3月6日|『水木しげる漫画大全集』を読む日々 vol.036

 サイクルロードレース、「ストラーデ・ビアンケ」を見る。今年はイタリア系のレースの放映権をJ SPORTSが獲得したので、見られるレースがぐっと増えた。ヨーロッパが舞台なので日本と時差があり、文字通り眠れない日が多くなりそうだ。自転車はまだ現地の明るいうちにやるからいいけれど(開催地にもよるが、日本時間だと深夜1時前後に終わるレースが多い)、サッカーなど夜にやるスポーツのファンはもっと大変なのだろうと想像する。まあ、うれしい悩みだ。

 サイクルロードレース中継を見ていると、つい声が出てしまうときがある。選手がアタックを決めたとき、あるいは逆に有力選手が遅れたとき、落車などトラブルがあったとき、スプリントでのゴールシーンなど。サイクルロードレースの場合、レースの全貌を常にチェックできるわけではないので、カメラが切り替わったことで〈事件〉を知るケースも多く、そこが球技とは違うところだろう。

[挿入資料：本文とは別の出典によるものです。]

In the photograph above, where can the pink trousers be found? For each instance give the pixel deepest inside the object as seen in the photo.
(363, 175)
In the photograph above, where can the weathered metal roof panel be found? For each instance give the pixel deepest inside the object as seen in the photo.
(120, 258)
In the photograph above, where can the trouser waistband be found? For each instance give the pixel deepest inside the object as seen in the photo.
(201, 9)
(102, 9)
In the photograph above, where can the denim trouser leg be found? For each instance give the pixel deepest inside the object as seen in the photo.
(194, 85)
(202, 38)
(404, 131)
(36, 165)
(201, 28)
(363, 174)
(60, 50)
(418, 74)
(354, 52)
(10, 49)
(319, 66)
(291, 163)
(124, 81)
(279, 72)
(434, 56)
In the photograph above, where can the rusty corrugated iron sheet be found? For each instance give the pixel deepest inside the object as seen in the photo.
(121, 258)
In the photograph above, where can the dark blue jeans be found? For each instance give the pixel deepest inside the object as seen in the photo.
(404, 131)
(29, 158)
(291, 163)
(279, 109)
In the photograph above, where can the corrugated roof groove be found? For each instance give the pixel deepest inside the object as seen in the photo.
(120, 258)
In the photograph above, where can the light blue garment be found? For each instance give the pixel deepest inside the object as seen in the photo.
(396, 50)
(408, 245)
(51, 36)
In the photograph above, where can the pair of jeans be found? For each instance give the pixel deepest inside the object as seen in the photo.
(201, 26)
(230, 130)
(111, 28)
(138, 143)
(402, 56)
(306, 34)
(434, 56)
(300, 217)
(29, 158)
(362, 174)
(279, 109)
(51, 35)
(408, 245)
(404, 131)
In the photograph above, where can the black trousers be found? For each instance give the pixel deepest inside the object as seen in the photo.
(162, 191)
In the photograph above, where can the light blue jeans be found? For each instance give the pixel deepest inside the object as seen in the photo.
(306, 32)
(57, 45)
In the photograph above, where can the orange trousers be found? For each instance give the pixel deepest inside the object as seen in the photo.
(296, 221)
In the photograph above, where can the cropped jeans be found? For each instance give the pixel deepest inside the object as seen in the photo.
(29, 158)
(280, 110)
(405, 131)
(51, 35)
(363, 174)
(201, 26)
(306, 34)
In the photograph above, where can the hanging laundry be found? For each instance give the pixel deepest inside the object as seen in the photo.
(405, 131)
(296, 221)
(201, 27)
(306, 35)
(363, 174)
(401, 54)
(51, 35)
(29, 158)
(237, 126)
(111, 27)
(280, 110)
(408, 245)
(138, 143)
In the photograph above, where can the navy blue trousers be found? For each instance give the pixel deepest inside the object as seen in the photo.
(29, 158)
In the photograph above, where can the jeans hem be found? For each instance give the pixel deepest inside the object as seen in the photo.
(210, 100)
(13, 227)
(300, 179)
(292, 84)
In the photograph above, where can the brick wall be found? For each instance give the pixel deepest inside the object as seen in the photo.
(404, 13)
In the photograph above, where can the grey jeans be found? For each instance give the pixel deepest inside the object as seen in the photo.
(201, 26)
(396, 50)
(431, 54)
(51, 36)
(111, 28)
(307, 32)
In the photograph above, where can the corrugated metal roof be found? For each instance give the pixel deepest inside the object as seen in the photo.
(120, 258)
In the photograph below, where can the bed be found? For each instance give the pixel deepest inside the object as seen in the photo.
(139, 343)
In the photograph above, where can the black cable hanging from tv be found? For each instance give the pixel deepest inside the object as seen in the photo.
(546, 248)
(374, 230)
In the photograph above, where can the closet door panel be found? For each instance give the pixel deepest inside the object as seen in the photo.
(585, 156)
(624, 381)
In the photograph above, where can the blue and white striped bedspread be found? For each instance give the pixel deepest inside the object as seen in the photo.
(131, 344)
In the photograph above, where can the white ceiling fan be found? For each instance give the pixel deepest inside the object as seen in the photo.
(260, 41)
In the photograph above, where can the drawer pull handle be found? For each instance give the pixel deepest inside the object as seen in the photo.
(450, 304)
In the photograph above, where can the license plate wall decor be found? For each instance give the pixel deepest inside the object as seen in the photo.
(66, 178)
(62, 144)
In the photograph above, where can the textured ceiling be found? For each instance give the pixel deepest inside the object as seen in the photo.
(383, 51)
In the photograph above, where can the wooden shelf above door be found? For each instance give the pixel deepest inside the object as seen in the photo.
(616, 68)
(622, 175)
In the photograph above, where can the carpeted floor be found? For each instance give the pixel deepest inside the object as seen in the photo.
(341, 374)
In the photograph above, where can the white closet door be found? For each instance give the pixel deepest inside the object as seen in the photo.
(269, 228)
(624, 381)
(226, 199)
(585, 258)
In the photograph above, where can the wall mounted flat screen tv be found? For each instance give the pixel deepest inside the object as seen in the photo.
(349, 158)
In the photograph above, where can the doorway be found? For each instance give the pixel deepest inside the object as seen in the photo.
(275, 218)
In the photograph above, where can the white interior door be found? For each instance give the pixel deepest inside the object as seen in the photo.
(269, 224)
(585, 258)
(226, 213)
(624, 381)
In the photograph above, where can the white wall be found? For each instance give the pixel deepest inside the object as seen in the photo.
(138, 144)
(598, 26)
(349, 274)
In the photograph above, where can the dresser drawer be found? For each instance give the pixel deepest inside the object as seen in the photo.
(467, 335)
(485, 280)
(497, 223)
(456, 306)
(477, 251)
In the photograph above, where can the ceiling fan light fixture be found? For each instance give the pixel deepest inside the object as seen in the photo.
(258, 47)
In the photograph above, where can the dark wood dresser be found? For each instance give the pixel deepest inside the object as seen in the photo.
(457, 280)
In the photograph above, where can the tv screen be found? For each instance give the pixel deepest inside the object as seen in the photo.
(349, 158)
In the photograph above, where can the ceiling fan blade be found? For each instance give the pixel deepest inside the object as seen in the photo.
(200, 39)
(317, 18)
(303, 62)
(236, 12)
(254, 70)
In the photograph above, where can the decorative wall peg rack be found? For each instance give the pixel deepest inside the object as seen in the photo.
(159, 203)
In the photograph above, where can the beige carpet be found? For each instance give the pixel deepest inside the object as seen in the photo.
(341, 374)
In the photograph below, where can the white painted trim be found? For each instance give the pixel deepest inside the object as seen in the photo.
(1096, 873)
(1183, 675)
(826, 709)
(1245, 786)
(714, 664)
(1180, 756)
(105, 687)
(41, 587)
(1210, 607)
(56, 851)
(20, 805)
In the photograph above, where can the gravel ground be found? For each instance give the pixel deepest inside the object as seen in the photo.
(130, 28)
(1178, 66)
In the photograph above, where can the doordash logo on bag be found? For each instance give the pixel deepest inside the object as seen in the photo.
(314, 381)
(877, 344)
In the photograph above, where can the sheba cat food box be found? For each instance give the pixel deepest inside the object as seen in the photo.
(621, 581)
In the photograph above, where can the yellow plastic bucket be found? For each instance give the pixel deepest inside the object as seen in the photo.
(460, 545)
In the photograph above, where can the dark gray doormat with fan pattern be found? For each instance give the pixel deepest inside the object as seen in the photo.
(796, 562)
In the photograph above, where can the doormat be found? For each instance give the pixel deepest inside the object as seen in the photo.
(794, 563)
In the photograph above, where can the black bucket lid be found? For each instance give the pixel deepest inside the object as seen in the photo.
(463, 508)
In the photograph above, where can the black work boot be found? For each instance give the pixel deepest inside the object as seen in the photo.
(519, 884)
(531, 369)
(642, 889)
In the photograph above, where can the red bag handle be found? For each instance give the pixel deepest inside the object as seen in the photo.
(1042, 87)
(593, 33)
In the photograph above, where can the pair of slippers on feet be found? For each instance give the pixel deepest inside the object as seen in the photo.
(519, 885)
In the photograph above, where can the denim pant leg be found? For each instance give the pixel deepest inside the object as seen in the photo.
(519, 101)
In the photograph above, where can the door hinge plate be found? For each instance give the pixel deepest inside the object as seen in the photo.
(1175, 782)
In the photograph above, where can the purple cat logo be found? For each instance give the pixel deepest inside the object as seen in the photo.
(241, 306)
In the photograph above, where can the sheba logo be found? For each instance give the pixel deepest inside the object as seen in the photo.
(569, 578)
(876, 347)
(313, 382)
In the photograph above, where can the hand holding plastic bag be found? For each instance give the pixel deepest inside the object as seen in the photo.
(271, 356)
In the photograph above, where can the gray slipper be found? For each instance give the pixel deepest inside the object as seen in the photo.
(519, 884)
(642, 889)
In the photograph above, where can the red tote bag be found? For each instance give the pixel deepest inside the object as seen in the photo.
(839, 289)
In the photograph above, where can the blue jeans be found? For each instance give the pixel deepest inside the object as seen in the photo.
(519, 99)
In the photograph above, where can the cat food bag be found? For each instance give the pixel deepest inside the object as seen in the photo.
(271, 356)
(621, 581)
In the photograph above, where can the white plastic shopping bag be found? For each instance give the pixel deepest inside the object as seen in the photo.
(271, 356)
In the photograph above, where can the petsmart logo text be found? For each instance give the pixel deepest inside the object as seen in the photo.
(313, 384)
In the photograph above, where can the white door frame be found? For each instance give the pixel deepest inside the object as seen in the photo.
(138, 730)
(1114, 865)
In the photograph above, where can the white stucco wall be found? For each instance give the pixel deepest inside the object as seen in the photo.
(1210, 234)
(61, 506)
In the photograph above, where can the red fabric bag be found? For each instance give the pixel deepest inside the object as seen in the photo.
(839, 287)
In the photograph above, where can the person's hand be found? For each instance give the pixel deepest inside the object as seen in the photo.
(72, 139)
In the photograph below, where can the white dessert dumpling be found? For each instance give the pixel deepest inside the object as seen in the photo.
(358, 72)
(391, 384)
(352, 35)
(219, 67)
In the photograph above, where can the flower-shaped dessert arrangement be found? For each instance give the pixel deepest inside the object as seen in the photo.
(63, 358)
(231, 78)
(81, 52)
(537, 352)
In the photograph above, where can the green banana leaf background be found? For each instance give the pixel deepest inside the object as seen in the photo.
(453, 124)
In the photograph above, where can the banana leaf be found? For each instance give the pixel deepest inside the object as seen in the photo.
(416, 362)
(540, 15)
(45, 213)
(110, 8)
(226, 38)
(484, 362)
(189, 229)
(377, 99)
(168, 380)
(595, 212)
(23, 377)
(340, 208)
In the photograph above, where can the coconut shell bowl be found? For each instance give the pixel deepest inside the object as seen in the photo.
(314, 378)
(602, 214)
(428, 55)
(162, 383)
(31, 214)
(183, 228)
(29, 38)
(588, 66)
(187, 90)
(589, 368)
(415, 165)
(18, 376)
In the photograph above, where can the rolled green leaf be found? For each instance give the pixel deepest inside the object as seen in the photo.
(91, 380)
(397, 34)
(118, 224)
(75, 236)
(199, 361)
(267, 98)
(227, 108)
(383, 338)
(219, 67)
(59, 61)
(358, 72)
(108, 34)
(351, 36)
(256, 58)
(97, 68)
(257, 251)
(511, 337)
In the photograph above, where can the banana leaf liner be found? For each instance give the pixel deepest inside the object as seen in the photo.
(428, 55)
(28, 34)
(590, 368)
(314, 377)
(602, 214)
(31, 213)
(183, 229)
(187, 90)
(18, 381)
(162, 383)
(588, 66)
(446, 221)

 年間で最も中継を見るスポーツはプロ野球で、その機会は他のスポーツと比べて圧倒的に多い。しかし、意外にプロ野球では見ていて声を出すシーンは少ない。誰かと見ているときは、情報を出し合ったり、解説めいたことをしたり、何かと話しながら画面を見るが、それはどのスポーツでも同じことであって、一人で見ているときはほとんど黙って見ている。なんとなくプロ野球はテレビに向かってブーブーと文句を垂れたり、応援しているチームが負けると不機嫌になったりするイメージがあるが、僕の場合はまったくそんなことがない。とても穏やかな観戦者だと思う。

 見ているときに最も声が出るのはラグビーだと思う。これは一人で中継を見ていてもしょっちゅう声が出る。特に応援しているチームはないのだけれど、トライのシーンでは、いった、とか、やった、とか言ってしまうし、パスが見事に通ったときなども声が出る。おそらく観戦中に最も興奮しているのはラグビーだ。

 ラグビーと野球を比べたとき、肉体の接触があり、パワーとスピード、またスタミナなど、フィジカルなタフさが魅力なラグビーには、有無を言わさず声を出させる要素があるのかもしれない。逆に、僕の場合、野球はある程度瞬時に状況が把握でき、またこの先起こりうることが把握できているので、〈思わず〉声をあげるということが少ないのかもしれない。つまり、たいていの場合、冷静でいられるのだ。それでも時に興奮し、声が出て、目頭が熱くなるシーンもある。だからこそ、スポーツは見ていて楽しい。

 本を読んで声が出ることも、そう多くはない。というより、映像と比べると、ほとんどない。

 それでもやはり、声を出して笑うこともあれば、つい唸ってしまうこともある。

 『水木しげる漫画大全集』通巻005の「墓の町」は、読み終わったとき、誰に聞かせるでもなく、「名作だなあ」と一人呟いたし、深川岳志さんの『軽井沢日記』は、深夜に寝室で読んでいるにもかかわらず声を出して笑ってしまい、寝ている妻を起こしそうになってしまった。感動してやろう、笑ってやろうと本に向かうわけではないので、思わず声が漏れたとき、僕は自分でも驚いてしまうし、たまにそういう本に遭遇すると、より強く印象にも残る。